Like choosing to watch a clip online, making a decision within a system features in Leslie Kulesh’s concise piece, presumably arbitrarily named ‘Pop Up Penguin Palooza’. Choosing to be active or passive when faced with her instruction inevitably results in some kind of physical movement (of the mouse or trackpad) – further implying the suggestion of confusion and tension between virtual consequences and human actions. The “truth to materials” as the evidence of self-production in Daniella Russo’s film ‘Tear, Break’ highlights this tension, as does the visual focus on texture and surface in Jala Wahid’s ‘Wearing Natalie Portman’. It’s a point of contention when the fluidity and ease of online action or movement simultaneously enacts the opposite on the body.

How to Sleep Faster
But the risks of engaging with a system (as lifestyle) that relies so heavily on software and hardware is made unassumingly desperate in Tom Duggan’s absorbing and haunting story of ‘The Troglodyte Network’. Our dependence on the internet and digital information networks –even as a way to facilitate the most personal, intimate and menial tasks –leaves its subject feeling isolated, despite the re-imagining and initiating of new data systems and communities. Duggan’s use of technical language, combined with the surrealism of the story, the real situations the subject finds himself in, and the dry wit with which they’re retold leaves behind a residue of a sad narrative –it seems to reflect some of the actual culture structures of contemporary society’s processes.

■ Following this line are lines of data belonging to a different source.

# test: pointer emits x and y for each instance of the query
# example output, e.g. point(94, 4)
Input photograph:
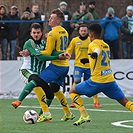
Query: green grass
point(11, 119)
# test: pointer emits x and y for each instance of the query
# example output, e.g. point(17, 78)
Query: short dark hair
point(82, 25)
point(59, 13)
point(96, 28)
point(36, 26)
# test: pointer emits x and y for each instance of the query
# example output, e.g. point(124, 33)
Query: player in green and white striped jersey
point(34, 64)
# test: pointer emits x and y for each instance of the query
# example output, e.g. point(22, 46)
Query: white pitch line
point(97, 110)
point(120, 123)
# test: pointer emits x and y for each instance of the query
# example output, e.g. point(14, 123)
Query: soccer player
point(57, 70)
point(101, 80)
point(34, 64)
point(80, 46)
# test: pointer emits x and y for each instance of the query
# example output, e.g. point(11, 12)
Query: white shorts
point(25, 74)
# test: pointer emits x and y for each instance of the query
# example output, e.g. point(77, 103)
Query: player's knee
point(77, 80)
point(55, 87)
point(33, 77)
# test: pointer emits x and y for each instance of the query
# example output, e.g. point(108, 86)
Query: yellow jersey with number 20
point(101, 71)
point(57, 40)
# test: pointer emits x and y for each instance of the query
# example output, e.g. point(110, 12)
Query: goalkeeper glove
point(84, 60)
point(93, 55)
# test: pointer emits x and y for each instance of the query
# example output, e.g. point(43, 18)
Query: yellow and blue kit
point(102, 79)
point(58, 69)
point(80, 49)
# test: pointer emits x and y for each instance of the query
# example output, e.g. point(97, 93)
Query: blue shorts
point(54, 74)
point(78, 72)
point(90, 88)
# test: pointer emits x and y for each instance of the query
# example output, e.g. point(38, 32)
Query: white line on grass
point(120, 123)
point(97, 110)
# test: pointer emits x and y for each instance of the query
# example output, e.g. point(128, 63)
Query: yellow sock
point(129, 105)
point(41, 98)
point(95, 98)
point(62, 100)
point(78, 102)
point(73, 85)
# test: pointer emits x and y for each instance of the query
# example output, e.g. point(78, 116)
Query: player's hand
point(67, 55)
point(84, 60)
point(62, 56)
point(93, 55)
point(24, 53)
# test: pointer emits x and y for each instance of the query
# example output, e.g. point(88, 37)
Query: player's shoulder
point(27, 43)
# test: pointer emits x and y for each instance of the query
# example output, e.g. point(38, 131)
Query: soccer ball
point(30, 117)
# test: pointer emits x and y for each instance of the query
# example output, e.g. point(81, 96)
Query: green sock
point(49, 101)
point(27, 89)
point(40, 112)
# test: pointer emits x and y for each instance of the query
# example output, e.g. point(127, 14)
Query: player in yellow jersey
point(101, 80)
point(79, 45)
point(57, 70)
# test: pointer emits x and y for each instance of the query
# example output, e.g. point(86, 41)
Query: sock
point(95, 98)
point(129, 105)
point(49, 101)
point(62, 100)
point(27, 89)
point(40, 112)
point(73, 85)
point(78, 104)
point(41, 98)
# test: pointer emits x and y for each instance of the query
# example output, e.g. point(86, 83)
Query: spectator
point(127, 33)
point(13, 31)
point(4, 27)
point(63, 7)
point(24, 27)
point(111, 24)
point(81, 15)
point(91, 9)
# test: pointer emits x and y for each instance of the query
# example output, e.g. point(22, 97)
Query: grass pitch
point(101, 119)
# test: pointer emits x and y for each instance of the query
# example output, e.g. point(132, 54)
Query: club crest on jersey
point(79, 43)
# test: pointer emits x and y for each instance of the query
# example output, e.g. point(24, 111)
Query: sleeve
point(70, 47)
point(32, 50)
point(117, 22)
point(50, 44)
point(103, 22)
point(47, 58)
point(124, 28)
point(92, 47)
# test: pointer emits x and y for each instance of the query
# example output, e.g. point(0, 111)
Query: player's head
point(56, 17)
point(83, 30)
point(36, 31)
point(95, 31)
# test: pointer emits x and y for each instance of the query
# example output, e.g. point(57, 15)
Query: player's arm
point(94, 54)
point(50, 45)
point(71, 47)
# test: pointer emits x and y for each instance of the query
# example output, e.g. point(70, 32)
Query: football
point(30, 117)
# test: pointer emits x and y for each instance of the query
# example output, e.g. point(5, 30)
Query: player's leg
point(114, 91)
point(74, 95)
point(96, 102)
point(95, 97)
point(77, 74)
point(63, 102)
point(24, 74)
point(44, 107)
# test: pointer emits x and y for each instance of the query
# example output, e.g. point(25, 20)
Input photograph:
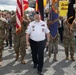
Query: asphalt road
point(61, 67)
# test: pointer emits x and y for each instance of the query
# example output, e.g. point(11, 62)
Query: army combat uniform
point(19, 39)
point(68, 36)
point(3, 34)
point(53, 44)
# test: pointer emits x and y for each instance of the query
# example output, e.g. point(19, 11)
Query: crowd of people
point(36, 34)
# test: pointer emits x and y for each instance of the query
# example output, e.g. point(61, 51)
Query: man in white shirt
point(37, 32)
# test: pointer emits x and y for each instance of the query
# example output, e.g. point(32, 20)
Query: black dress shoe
point(40, 73)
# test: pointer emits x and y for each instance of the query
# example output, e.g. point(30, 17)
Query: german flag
point(71, 12)
point(40, 7)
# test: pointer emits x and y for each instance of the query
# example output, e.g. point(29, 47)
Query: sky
point(8, 5)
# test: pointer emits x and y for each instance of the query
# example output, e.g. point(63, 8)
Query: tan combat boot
point(17, 56)
point(72, 58)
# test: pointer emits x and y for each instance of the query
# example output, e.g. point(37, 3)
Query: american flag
point(21, 6)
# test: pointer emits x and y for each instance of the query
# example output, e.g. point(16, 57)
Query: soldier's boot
point(55, 57)
point(17, 56)
point(67, 56)
point(72, 58)
point(22, 60)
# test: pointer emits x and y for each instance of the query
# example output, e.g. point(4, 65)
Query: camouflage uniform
point(19, 39)
point(3, 35)
point(53, 44)
point(68, 36)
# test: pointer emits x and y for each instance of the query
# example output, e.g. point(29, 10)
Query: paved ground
point(61, 67)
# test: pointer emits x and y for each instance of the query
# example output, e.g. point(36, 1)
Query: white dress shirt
point(37, 30)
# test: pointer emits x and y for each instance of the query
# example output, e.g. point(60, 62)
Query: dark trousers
point(61, 34)
point(10, 40)
point(38, 53)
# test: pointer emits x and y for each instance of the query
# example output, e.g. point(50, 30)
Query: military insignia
point(42, 29)
point(43, 25)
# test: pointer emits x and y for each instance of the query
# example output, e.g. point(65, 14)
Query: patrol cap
point(37, 12)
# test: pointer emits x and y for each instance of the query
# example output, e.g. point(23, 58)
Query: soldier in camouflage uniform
point(3, 33)
point(53, 44)
point(19, 38)
point(68, 36)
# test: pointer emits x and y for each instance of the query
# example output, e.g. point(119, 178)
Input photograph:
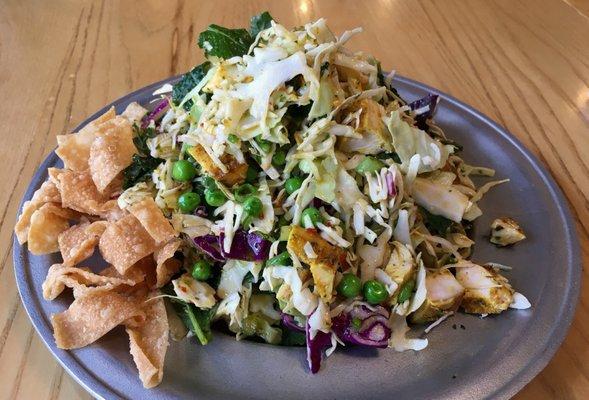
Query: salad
point(284, 191)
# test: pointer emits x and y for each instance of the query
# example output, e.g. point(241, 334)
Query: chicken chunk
point(236, 172)
point(401, 267)
point(486, 291)
point(323, 261)
point(444, 293)
point(375, 136)
point(505, 231)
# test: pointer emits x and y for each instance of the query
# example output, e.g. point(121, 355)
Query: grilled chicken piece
point(375, 136)
point(235, 174)
point(324, 265)
point(487, 292)
point(505, 231)
point(401, 268)
point(444, 293)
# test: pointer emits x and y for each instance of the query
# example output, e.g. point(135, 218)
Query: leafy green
point(436, 224)
point(292, 338)
point(188, 82)
point(218, 41)
point(260, 22)
point(142, 164)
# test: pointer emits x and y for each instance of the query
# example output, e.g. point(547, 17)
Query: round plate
point(467, 356)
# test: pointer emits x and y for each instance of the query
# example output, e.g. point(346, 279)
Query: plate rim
point(98, 389)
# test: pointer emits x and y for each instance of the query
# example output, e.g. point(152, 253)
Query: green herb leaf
point(436, 224)
point(260, 22)
point(223, 42)
point(189, 82)
point(140, 170)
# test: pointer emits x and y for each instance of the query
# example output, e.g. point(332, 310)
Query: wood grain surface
point(523, 63)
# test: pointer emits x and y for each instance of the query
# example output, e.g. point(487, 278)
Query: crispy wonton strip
point(149, 342)
point(78, 242)
point(167, 265)
point(74, 149)
point(111, 152)
point(78, 278)
point(125, 242)
point(153, 220)
point(91, 316)
point(47, 223)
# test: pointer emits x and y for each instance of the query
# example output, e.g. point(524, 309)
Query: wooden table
point(523, 63)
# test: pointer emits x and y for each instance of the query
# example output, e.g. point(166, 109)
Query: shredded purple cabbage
point(374, 329)
point(159, 110)
point(424, 109)
point(289, 322)
point(245, 246)
point(316, 347)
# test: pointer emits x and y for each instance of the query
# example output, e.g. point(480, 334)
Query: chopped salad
point(290, 195)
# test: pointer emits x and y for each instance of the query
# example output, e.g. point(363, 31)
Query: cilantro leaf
point(223, 42)
point(260, 22)
point(189, 82)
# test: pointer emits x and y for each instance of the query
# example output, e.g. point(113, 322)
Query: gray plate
point(488, 358)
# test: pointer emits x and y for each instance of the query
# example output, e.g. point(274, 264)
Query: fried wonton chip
point(61, 276)
point(78, 192)
point(74, 149)
point(111, 152)
point(21, 229)
point(125, 242)
point(153, 220)
point(47, 193)
point(78, 242)
point(91, 316)
point(167, 265)
point(47, 223)
point(149, 342)
point(134, 112)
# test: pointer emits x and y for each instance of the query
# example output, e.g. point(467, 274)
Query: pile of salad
point(317, 207)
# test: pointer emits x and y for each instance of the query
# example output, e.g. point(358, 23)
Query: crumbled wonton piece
point(47, 223)
point(74, 149)
point(78, 242)
point(111, 152)
point(153, 220)
point(91, 316)
point(167, 265)
point(125, 242)
point(149, 342)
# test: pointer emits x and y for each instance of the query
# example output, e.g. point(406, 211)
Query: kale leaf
point(260, 22)
point(189, 82)
point(436, 224)
point(140, 170)
point(223, 42)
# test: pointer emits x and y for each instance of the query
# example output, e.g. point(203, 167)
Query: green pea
point(375, 292)
point(280, 259)
point(187, 202)
point(252, 174)
point(279, 158)
point(368, 165)
point(405, 292)
point(349, 286)
point(183, 171)
point(253, 206)
point(201, 270)
point(293, 184)
point(209, 183)
point(214, 197)
point(244, 191)
point(311, 216)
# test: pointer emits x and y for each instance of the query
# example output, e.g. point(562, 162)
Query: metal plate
point(488, 358)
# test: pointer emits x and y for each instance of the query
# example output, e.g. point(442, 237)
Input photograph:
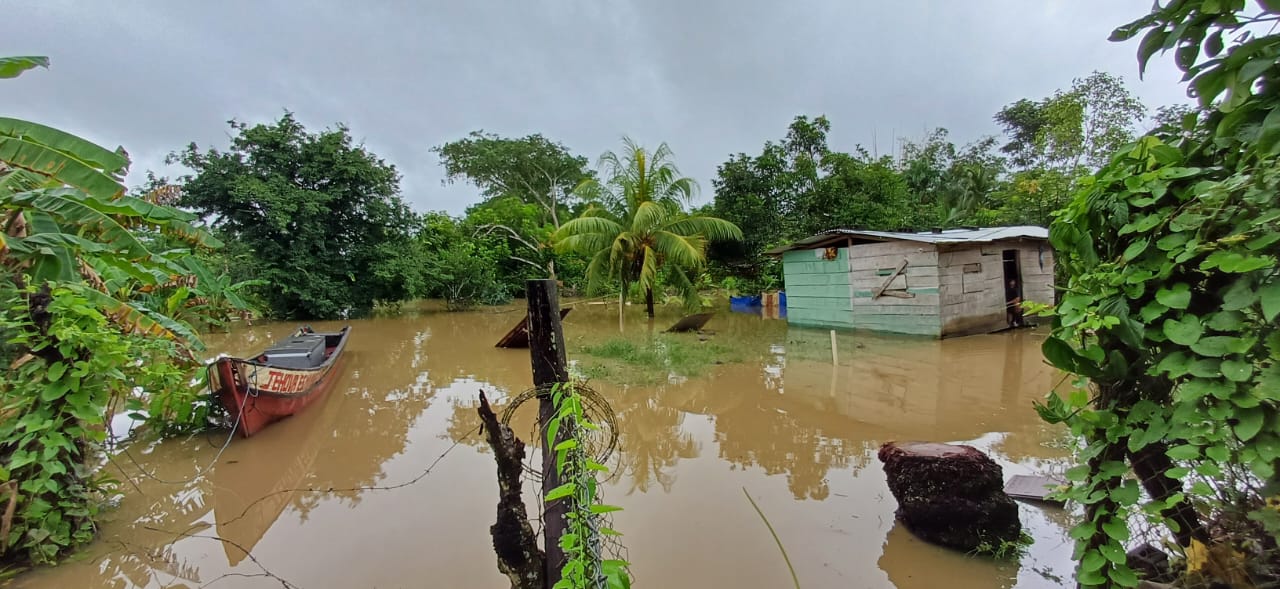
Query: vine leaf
point(1178, 296)
point(1249, 424)
point(1270, 296)
point(1184, 332)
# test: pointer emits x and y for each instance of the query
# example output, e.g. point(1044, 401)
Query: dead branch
point(513, 540)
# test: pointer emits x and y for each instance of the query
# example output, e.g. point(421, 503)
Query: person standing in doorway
point(1014, 305)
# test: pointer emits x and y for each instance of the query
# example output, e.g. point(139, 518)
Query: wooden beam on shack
point(890, 281)
point(519, 336)
point(691, 323)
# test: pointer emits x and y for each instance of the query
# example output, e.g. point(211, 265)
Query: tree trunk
point(547, 356)
point(622, 302)
point(513, 539)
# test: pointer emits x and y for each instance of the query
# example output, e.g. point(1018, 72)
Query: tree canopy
point(323, 215)
point(638, 224)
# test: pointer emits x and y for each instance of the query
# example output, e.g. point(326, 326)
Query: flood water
point(795, 430)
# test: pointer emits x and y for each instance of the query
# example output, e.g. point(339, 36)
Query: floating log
point(1032, 488)
point(691, 323)
point(950, 494)
point(519, 336)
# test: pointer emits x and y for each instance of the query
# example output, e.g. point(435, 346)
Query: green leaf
point(1151, 42)
point(1092, 561)
point(1136, 249)
point(1239, 295)
point(1176, 296)
point(561, 492)
point(55, 371)
point(1078, 474)
point(1184, 332)
point(1270, 297)
point(1184, 452)
point(1125, 494)
point(1214, 44)
point(1237, 370)
point(14, 67)
point(1206, 368)
point(1175, 364)
point(1249, 423)
point(1060, 354)
point(1114, 552)
point(1116, 529)
point(1226, 322)
point(62, 156)
point(1173, 241)
point(1151, 311)
point(1219, 346)
point(1123, 575)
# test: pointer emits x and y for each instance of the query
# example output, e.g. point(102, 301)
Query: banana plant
point(67, 219)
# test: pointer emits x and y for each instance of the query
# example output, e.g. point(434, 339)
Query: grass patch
point(656, 359)
point(1005, 549)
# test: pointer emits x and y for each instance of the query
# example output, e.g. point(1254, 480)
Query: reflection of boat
point(251, 493)
point(279, 382)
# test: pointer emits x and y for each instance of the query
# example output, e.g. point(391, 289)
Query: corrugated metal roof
point(947, 236)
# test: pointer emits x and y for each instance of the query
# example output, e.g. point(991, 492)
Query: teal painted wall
point(821, 292)
point(818, 290)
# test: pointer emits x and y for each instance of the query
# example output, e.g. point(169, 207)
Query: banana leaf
point(35, 153)
point(138, 319)
point(76, 209)
point(16, 65)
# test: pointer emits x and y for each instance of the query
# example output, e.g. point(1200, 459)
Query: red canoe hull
point(257, 395)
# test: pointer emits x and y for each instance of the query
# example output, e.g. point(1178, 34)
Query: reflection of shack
point(926, 389)
point(944, 283)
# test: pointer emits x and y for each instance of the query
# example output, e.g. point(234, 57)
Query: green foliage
point(798, 186)
point(1078, 127)
point(528, 185)
point(585, 564)
point(55, 402)
point(321, 214)
point(533, 169)
point(1170, 310)
point(1005, 549)
point(638, 225)
point(95, 297)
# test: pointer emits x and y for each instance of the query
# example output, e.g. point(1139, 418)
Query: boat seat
point(297, 352)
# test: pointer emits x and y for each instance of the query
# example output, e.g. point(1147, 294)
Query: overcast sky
point(711, 77)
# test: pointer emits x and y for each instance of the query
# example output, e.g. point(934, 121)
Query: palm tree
point(636, 224)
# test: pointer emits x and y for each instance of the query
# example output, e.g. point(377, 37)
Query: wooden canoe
point(279, 382)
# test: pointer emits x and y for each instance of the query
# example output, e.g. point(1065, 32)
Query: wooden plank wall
point(1037, 265)
point(871, 265)
point(972, 283)
point(817, 288)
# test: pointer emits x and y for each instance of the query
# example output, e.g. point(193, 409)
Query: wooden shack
point(941, 283)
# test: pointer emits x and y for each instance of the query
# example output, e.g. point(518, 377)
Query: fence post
point(547, 355)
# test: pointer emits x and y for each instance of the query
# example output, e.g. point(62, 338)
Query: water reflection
point(652, 439)
point(790, 425)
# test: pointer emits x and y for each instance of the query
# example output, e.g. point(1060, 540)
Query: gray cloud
point(709, 77)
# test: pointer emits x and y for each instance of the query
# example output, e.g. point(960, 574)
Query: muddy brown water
point(796, 432)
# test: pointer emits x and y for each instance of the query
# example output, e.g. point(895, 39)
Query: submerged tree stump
point(513, 539)
point(950, 494)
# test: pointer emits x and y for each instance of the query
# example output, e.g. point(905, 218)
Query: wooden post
point(547, 355)
point(835, 357)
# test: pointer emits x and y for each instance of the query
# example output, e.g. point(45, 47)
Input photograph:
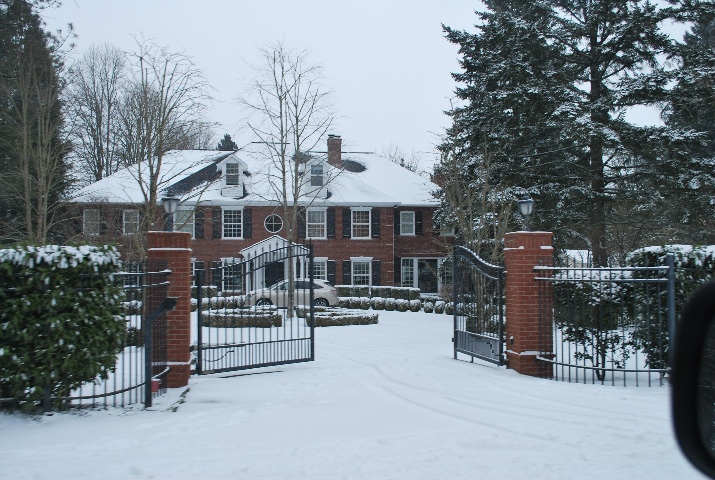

Despite the variety of references, histories and mediums of the pieces selected for How to Sleep Faster episode 3, all of these works aim to bind together their separate and often complex parts, rather than to investigate them individually and untangle them further: the featured artists explore that infinite process of interpretation, presenting their distribution and narrative (crucially, in the context of the digital) as the artwork itself. The exhibition’s editorial, which was a joy to read, begins by recognising the “two absolutes we can never attain. One is freedom and the other is authenticity”. By giving the featured pieces a firm position in an informed, art-historical discourse, Arcadia Missa not only offers a legitimate platform for such work to be viewed from (in an appropriate format), but recognises the contextual position of many artists who are making their way through the complicated systems of our contemporary, information society. These artists are not working towards answers as absolutes. Instead, the collapsing of symbolic reference in a digital context is refused by the body –those material realities engaging with the webcams and keyboards that they control. **

‘How to Sleep Faster’ episode three is showing online at howtosleepfaster.net.